The 32nd Gdynia Film Review ends on Up-beat Note as 92 Year Old Actress takes the Cake !
by Alex Deleon, Poland

The Annual Review of Polish Feature Films in Gdynia on the Baltic seashore is quite unusual in that it is both a compendium of the entire Polish feature film production for the preceding 12 months, and also a kind of local Oscar competition in which a professional jury votes on the best work of the year in the usual categories. This year there was a total of 22 films in competition, about a third directed by recognized veterans, and the rest by relative newcomers. The 32nd edition closed shop on Saturday, September 22, and the jury under the leadership of director Lech Majewski voted unanimously to award the best film prize to "Stuczki" (tricks) the second feature of director Andrzej Jakimowski. The film was awarded the best cinematography prize as well for the camera work of Adam Bajerski. The main protagonist of the film is a young boy who takes charge of his own life and brings a strayward father back to the family fold.
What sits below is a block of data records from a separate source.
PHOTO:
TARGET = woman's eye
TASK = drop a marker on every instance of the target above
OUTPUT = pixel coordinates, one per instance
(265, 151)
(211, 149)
The most interesting award, however, was the 'Best Actress' prize which went to Ewa Dalkowska (born 1915), now a nice ripe ninety-two years of age! Ewa appeared in the first post-war Polish film, "Forbidden Songs" all the way back in 1947 and has been in close to a hundred films since then. The award was for her performance in "Time to die" ('Pora umierac', directed by Dorota Kedzierzawska) which everyone here seems to agree was the role of a lifetime for this distinguished actress. It was only two years ago that another senior Polish thespian, 89 year old actress Krystyna Feldman, was also named best actress here for her astounding portrayal of an illiterate Male artist in the title role of the film "Nikofor". Ms. Feldman has since passed away but her film "Nikofor" was a festival favorite all through 2005-6.

The best director award went to Tomasz Wiszniewski for a popular film entitled "Wszystko bedzie dobrze" ('Everything's going to be all right') and Robert Wieckiewicz (39) walked off with the best actor award for his leading role in the same film. Lukasz Palkowski was named best new director for his debut film, "Rezerwat", a popular comedy set in a crummy Polish slum. The female lead in this film, Sonia Bohosdiewicz, was named best supporting actress. Veteran actor-director-writer Jerzy Stuhr, who, at sixty, has now become something of a 'Monstre Sacre' in the Polish film world, received the Best Screenplay award for his film "Korowod", ("Pageant"). Pawel Witecki got the Best Editing prize for his work on "Rezerwat" making it three awards for that film. Finally, a film entitled "Jutro idziemy do kina" (We're going to the movies tomorrow) picked up both Best Costumes -- by Magdalena Biedrzycka --and Best Sets -- by Magdalena Dipont.
Mme. Dipont is a highly respected set designer and the wife of legendary director Jerzy Kawalerowicz. She was also reponsible for the sets and art design of Wajda's "Katyn".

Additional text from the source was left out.